To her father!” He defends, though he seems to recognize what a shit argument it is even as he says it. “I swear, I never thought she’d see it. I didn’t even think Tywin would, you know how Tywin is.”

 

“Why the hell would you use my name though! Couldn’t you make one up!”

 

“I used to.”

 

“Used to what?”

 

“Make up other girls names, to be my fake fiancée.” 

 

“And some reason, that stopped working for you?”

 

Robert groans and flops on the couch beside her, his face hidden behind his hands. “Listen, Lyanna, I know you know I like you, okay? I haven’t been very shy about that.
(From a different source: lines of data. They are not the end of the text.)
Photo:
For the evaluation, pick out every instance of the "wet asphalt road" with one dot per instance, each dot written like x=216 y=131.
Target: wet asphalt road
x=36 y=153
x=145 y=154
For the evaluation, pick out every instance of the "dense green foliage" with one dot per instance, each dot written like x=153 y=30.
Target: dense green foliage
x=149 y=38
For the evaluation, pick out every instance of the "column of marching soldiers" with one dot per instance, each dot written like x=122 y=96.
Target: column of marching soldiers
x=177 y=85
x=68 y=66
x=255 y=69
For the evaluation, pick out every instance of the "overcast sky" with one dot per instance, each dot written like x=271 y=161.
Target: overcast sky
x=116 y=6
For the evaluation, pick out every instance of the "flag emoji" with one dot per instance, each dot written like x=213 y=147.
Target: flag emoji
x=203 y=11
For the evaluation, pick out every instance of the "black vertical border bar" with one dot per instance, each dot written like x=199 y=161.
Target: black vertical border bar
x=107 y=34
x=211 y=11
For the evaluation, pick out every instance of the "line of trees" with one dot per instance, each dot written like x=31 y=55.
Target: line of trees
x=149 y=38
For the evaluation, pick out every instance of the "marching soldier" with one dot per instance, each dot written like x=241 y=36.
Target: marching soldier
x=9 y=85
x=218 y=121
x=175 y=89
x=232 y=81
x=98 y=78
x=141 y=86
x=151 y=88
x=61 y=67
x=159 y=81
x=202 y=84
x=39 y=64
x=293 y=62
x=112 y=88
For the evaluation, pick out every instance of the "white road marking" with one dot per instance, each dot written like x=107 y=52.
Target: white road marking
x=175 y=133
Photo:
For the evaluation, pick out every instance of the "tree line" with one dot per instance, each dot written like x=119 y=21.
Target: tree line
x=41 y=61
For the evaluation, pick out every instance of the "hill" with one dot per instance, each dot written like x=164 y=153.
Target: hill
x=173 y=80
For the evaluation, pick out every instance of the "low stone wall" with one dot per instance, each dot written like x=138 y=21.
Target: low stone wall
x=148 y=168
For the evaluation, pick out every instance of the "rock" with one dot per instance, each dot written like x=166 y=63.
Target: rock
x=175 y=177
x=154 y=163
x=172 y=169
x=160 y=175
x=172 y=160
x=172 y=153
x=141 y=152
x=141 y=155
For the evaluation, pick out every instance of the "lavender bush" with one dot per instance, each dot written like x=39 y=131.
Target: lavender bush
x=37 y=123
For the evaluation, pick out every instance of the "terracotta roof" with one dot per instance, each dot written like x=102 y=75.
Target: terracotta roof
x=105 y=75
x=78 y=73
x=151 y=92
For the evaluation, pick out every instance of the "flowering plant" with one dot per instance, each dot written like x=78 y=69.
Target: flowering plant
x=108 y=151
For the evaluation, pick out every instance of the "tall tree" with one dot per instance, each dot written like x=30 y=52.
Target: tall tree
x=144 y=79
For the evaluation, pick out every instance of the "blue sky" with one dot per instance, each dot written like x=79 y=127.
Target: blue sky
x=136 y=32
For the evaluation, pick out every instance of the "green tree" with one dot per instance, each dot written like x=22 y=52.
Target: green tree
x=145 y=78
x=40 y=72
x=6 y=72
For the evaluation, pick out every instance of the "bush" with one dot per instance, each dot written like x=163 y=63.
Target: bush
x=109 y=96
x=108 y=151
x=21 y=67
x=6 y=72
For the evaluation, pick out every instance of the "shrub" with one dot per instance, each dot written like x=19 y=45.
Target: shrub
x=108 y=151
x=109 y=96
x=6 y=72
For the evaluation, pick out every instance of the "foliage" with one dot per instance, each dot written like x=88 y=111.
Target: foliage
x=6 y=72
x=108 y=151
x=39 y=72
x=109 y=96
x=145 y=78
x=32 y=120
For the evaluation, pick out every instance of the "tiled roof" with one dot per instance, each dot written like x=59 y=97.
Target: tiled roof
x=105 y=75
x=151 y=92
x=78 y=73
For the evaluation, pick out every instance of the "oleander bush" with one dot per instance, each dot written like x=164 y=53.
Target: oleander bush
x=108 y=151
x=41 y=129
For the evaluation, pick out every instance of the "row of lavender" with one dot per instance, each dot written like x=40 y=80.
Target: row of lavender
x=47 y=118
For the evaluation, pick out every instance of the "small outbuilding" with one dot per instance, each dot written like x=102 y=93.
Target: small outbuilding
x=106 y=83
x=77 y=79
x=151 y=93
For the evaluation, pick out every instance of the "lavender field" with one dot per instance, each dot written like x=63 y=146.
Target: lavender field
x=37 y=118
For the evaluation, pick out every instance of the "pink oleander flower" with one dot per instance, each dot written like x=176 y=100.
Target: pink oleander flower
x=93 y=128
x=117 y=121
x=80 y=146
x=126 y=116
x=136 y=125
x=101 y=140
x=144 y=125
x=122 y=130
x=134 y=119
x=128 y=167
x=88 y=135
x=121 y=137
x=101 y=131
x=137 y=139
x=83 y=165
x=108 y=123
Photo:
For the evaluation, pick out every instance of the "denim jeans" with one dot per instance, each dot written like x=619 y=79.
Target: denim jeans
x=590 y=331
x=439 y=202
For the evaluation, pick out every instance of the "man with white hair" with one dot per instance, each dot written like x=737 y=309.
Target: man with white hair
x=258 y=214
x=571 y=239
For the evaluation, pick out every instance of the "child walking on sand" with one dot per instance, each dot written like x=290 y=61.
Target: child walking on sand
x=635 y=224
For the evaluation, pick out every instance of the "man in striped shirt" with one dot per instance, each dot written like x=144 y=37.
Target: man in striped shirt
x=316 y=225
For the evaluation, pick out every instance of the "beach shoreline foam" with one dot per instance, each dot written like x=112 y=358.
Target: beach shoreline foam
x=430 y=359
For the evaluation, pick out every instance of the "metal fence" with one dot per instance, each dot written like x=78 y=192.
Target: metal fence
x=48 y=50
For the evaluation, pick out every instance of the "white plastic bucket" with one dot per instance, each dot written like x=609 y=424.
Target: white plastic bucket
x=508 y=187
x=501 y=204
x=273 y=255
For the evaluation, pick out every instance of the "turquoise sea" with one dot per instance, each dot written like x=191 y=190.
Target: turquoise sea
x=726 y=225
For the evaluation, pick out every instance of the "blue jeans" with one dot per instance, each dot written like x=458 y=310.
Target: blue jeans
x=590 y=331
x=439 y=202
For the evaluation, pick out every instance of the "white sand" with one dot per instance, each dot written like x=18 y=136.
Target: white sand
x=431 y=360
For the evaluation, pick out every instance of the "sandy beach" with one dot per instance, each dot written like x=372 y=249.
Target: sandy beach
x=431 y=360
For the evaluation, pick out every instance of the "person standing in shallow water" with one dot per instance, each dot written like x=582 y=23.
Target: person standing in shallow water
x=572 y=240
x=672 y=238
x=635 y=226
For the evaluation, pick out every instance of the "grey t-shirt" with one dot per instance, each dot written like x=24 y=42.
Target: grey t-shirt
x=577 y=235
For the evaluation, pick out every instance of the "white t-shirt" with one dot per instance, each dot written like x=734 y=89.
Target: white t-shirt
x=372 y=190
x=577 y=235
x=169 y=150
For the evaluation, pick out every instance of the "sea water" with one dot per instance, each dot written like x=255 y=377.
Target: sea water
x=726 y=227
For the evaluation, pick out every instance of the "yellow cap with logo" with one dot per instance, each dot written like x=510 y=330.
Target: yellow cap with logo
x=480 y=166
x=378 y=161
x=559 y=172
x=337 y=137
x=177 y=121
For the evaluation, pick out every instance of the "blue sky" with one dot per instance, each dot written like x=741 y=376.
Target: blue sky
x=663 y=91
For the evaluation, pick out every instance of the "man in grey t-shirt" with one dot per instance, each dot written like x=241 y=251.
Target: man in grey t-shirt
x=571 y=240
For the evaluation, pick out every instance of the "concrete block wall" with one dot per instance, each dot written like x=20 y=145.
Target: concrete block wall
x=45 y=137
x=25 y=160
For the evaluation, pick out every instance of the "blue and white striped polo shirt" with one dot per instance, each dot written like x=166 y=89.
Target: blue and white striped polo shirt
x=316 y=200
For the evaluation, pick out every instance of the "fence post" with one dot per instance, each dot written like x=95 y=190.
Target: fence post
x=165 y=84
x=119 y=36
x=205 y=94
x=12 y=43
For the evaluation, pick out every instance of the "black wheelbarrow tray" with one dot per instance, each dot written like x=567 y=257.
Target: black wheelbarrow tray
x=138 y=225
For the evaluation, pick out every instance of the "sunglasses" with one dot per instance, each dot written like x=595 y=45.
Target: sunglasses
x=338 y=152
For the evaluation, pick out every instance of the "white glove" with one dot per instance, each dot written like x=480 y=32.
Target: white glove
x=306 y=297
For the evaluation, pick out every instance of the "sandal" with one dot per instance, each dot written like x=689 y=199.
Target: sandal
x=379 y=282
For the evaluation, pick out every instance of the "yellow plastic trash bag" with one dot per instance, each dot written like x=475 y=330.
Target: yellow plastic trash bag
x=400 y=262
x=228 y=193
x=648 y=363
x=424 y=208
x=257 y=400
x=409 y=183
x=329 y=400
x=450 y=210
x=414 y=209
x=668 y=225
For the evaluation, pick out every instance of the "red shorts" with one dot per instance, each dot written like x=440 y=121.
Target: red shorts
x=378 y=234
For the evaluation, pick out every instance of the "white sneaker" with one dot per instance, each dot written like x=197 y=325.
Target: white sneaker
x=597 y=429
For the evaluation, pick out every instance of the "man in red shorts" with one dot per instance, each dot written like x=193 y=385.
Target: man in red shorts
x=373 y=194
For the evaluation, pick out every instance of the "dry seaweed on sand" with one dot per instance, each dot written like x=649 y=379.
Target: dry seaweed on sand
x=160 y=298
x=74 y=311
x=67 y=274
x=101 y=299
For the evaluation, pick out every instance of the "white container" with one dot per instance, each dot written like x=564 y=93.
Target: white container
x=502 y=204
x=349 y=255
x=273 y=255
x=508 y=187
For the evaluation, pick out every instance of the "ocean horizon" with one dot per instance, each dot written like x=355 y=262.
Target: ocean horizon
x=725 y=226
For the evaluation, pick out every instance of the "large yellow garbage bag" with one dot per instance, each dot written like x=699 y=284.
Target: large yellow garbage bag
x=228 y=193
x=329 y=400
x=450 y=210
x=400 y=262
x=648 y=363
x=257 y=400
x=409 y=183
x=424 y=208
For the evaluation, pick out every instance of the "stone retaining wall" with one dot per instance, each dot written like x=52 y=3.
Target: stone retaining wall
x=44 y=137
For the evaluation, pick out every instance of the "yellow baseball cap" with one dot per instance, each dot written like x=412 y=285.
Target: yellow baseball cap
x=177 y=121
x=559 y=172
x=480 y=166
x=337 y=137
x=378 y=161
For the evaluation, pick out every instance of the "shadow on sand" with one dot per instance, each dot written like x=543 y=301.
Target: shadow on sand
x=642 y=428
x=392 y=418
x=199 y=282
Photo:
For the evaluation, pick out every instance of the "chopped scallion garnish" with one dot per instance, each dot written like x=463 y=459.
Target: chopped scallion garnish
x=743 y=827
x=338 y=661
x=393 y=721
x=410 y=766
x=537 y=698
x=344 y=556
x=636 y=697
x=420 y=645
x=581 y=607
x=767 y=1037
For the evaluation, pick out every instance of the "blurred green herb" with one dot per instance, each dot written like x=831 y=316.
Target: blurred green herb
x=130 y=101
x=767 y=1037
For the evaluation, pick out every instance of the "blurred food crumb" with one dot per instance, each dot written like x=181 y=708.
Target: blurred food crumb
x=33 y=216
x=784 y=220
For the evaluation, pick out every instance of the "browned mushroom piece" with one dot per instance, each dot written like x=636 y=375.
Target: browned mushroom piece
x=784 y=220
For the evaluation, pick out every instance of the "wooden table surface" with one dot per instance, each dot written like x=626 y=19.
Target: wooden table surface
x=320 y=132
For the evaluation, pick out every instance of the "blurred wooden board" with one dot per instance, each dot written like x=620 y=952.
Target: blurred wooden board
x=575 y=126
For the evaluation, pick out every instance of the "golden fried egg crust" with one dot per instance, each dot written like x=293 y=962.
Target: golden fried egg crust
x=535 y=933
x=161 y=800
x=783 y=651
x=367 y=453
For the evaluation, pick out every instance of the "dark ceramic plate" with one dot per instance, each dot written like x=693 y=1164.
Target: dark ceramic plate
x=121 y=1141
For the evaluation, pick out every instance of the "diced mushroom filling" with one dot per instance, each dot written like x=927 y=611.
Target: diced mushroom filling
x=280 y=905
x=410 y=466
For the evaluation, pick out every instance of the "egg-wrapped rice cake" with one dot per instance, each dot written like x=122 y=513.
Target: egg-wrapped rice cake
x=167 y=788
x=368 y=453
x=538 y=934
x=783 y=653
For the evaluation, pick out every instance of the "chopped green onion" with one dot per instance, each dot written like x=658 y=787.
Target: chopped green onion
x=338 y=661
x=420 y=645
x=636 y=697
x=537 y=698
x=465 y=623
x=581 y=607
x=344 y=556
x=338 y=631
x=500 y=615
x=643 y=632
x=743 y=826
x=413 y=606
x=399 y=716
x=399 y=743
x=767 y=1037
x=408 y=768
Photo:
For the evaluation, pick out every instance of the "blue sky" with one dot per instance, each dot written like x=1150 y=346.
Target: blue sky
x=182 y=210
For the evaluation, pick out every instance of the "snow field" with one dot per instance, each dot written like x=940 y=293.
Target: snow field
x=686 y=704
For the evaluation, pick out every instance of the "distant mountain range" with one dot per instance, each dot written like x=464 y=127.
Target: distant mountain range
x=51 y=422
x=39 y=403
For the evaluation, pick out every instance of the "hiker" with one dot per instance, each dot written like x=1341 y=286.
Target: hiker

I just reached this point where— Fuck me, okay, just— whenever I thought about my wedding, even a fake one that didn’t even fucking matter, I just… you’re the only person I could think about calling my wife, and so, yeah, okay, I’ve used your name a few times, but really, I never meant any fucking harm, you never even knew about it, and if I hadn’t fucked up, you still wouldn’t know, so, just, don’t kill me for it, alright?”

 

“You know how absolutely creepy that is, right?”

 

“Yes, I know. I’m sorry.”

 

“Like, really, what the fuck is wrong with you?”

 

“Gods, I wish I knew.”

 

Lyanna has to sit back a moment to process all this, a million questions running through her head all at once and she can’t settle on what to ask first. There is one thing she can settle on though, and that’s punching Robert in the arm, as hard as she can. 

 

“Ow, what the— Okay, okay, I deserve that.”

 

“No shit.” She closes her eyes and rests her head on the back of the couch; she can feel the headache coming on, just behind her eyes. She does not need this right now. Why are men so stupid? “How- exactly how many times did you use my name for this scam of yours?”

 

He blinks, seems like her question caught him by surprise. He hums as he thinks it over, not a good sign. “I don’t remember. A few. Five, six. Somewhere around there.”

 

“Five or six? You’ve stolen money from people, using my name , five or six times?!”

 

“It’s not stealing! I did not steal anything!”

 

“You admit it’s a scam though. Getting people to give you money under false pretenses? How is that different than theft?”

 

“It just is. Really, there’s nothing wrong about it, it’s not like I’m extorting anyone. They don’t have to give me cash, but they do.”

 

“Whatever helps you sleep at night, thief.” And then another thought comes to her, something else she needs to know. “...how much do you usually make off doing this?”

 

“What?”

 

“You heard me.”

 

"I don't know, a few thousand?"

 

“A few thousand, for the cost of a wedding invitation.” It’s actually quite clever, she must admit. Not that she would ever, not unless she was desperate, but, it is a stroke of genius. “A few thousand per invitation. And you’ve used my name five or six times. I think that legally entitles me to half your gains.”

 

“How do you figure?”

 

“Well, husband ,” Lyanna says, smirking as his eyes go wide, jaw drops, “What’s yours is mine, right?”

 

A grin slowly spreads across his face, replacing the shock that colored it a moment ago. “So you’re in on this?”

 

Lyanna shakes her head. “No way am I going to help you convince Cersei we’re getting married, that’s insane. You gotta chalk this one up as a loss. I just want what I’m owed, back pay.”

 

“But—”

 

“But nothing. Seriously, what is your plan here? Throw an entire fake wedding just to fool one person, to get, what, enough money to make up a quarter the cost it would take to throw a fake wedding in the first place? Even as dumb as you are, you know that doesn’t make any sense at all. Absolutely none.”

 

“I know. I know I should have corrected her, should’ve admitted it was a lie, but, fuck, she caught me offguard and I just- reacted.”

 

“Your gut reaction is to lie to Cersei?”

 

“Well, yeah. Always has been. How do you think we managed to date for a year and a half?”

 

Lyanna gags. “Don’t remind me.”

 

“I’m sorry, Lyanna. I know I’m a royal dumbass. I wanted to tell you, before Cersei got to you. I thought it’d be better if I told you myself.”

 

“It’d be better if you’d never have used my name at all, Royal Dumbass.”

 

“I know. I’ll— I’m going to tell Cersei I lied, clear this up. Just rip off that fucking bandaid and—”

 

Lyanna doesn’t hear the end of that sentence though. Her phone buzzes against her hip and she’s quick to pull it out, to see who’s texting her now.

 

[Cersei Lannister: Wanted to congratulate you on your big news!!! You’re getting a good one]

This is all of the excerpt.